One can perform computations between receivePressure() and waitForPressure(). The former initiates non-blocking receives, so it is best to call this function before the Eulerian processors start sending the pressure.

Usage on the Eulerian Processors

In each Eulerian processor, instatiate one of the ELC Eulerian communicators. For coupling with the boundary of a solid mesh, use:

elc::EulerianCommBoundary<3,Number> 
  eulerianComm(MPI_COMM_WORLD, comm, numLagrangian, lagrangianRoot, elc::LocalIndices);

For coupling with a shell mesh, use:

elc::EulerianCommShell<3,Number> 
  eulerianComm(MPI_COMM_WORLD, comm, numLagrangian, lagrangianRoot, elc::LocalIndices);

Here, comm is the Eulerian communicator, numLagrangian is the number of Lagrangian processors, and lagrangianRoot is the rank of the root Lagrangian processor in the world communicator. For the last argument one can either pass elc::LocalIndices or elc::GlobalIdentifiers. This indicates how the mesh patches are specified in the Lagrangian processors' call to sendMesh(). There, the connectivities array may either contain indices of the local mesh, or global node identifiers.

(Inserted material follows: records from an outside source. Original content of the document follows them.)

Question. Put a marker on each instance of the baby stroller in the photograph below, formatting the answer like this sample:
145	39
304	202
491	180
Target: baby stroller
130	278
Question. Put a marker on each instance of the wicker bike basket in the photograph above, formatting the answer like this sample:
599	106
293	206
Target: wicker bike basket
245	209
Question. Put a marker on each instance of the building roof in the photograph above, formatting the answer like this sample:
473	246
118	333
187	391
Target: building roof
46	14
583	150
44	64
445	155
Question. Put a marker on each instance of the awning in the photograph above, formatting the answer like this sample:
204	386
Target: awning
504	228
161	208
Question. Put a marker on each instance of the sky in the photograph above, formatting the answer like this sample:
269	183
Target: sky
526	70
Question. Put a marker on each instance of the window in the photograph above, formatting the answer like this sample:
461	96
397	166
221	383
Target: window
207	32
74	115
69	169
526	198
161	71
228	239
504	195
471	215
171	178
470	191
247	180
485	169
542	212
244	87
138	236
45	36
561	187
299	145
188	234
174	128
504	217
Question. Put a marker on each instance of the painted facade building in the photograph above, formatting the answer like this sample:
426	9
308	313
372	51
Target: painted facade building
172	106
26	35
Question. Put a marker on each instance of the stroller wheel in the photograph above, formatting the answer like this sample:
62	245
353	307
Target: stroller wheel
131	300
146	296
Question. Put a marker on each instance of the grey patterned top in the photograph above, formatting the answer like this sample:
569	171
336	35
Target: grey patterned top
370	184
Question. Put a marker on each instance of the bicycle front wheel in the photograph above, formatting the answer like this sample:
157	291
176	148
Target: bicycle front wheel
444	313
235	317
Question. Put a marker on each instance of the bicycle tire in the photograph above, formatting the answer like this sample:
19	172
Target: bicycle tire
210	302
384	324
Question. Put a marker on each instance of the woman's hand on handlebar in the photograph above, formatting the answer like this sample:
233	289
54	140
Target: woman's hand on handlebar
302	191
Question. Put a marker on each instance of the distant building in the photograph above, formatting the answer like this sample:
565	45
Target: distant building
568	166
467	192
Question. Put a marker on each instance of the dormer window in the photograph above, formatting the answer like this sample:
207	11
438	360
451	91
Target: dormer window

To receive the mesh from the Lagrangian processors, do the following.

eulerianComm.receiveMesh(region);
eulerianComm.waitForMesh();

Here, region is an array of 6 floating point numbers that define the bounding box containing all of the processors' grids. One can perform computations between receiveMesh() and waitForMesh().

After setting the pressure with the getPressures() or the getPressuresData() member functions, send the pressure to the relevant Lagrangian processors.